Gerente do Plano Nacional de Recuperação de Obras Raras (Planor), Rosângela Rocha Von Held, contou um pouco a história da Biblioteca Nacional (que derivou da biblioteca real da coroa portuguesa), explicando a importância das doações para a instituição. Ela afirmou ainda que a Fundação Nacional tem o propósito de ser depositária da memória nacional.  A chefe da Biblioteca da Faculdade de Direito da Universidade São Paulo, Maria Lucia Beffa também traçou um histórico de como surgiu o acervo da instituição – que foi enriquecido com inúmeras, a maioria de professores e pessoas ligadas à biblioteca.

Implicações legais

Os procedimentos técnicos para a aquisição de acervos pessoais foram tema da mesa redonda “Doação e captação de coleções bibliográficas para instituições públicas: fluxos, ações e implicações legais”.  O advogado da Procuradoria da Fiocruz, Fellipe Mose Ferreira, explicitou os princípios do direito em relação ao contrato de doação, e afirmou que o Código Civil rege as bibliotecas como bens universais.

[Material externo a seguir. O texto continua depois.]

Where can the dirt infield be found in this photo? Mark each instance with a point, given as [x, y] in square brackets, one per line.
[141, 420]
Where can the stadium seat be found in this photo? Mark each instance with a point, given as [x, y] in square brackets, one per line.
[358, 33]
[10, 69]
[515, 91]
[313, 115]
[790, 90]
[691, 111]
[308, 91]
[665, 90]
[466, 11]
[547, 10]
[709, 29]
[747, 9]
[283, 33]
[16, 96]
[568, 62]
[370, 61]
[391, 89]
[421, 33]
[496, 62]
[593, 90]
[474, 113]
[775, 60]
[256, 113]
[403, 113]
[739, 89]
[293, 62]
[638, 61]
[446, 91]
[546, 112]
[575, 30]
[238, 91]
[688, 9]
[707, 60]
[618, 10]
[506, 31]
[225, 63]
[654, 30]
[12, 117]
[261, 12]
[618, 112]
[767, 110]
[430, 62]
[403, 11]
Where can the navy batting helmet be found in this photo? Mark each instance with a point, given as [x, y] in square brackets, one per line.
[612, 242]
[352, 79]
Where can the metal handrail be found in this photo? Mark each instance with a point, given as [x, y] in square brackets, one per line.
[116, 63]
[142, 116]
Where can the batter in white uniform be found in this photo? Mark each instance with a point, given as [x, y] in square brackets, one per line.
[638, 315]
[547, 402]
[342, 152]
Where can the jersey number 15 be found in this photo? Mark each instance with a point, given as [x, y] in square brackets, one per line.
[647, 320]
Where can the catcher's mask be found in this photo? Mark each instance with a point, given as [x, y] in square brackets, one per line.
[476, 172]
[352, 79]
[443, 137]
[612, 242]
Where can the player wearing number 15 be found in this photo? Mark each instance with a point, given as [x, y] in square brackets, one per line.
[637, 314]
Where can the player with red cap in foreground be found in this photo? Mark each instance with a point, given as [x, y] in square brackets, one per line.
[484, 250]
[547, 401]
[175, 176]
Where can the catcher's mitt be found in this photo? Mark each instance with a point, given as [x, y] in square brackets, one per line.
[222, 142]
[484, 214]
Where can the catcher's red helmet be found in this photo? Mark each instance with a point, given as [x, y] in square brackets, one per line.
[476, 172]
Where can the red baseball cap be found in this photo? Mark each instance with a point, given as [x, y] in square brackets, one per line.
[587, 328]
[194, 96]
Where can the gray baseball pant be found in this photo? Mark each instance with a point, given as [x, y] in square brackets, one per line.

A supervisora da Seção de Tratamento da Informação da Divisão de Biblioteca do Tribunal Regional Federal da 3ª Região, Luciana Maria Napoleone, afirmou que, no momento de estabelecer um contrato de doação, é importante saber a expectativa do donante. “Assim fica mais fácil gerir as tratativas”. Napoleone ainda afirmou que há uma invisibilidade do livro e da biblioteca como patrimônio cultural. “Não está expresso na legislação. Isto não está claro”.

Marcas extrínsecas

Por fim, a professora da Unirio, Stefanie Cavalcanti Freire, as possibilidades de estudo oferecidas pelas dedicatórias para o bibliotecário e para o pesquisador. De acordo com ela, as dedicatórias sempre ocuparam lugar de destaque, seja nos livros manuscritos, seja nos impressos. Eram elogios públicos manifestados de forma simbólica a reis, mecenas e ao clero. As dedicatórias manuscritas começaram a circular nos séculos XIX e conferem caráter único ao exemplar, podem desvalorizar ou valorizar a obra.

Freire ainda explicou que a dedicatória é uma rica marca de identificação do livro: desvela relações sociais, pode atribuir valor documental singular a uma obra a pode instigar o leitor a ler a obra. As marcas extrínsecas, ressaltou, são oportunidades potenciais de estudo sobre um autor e sua obra. “Dedicatórias são documentos capazes de revelar as relações entre dedicador e dedicatário, traçar a geografia das amizades”, disse.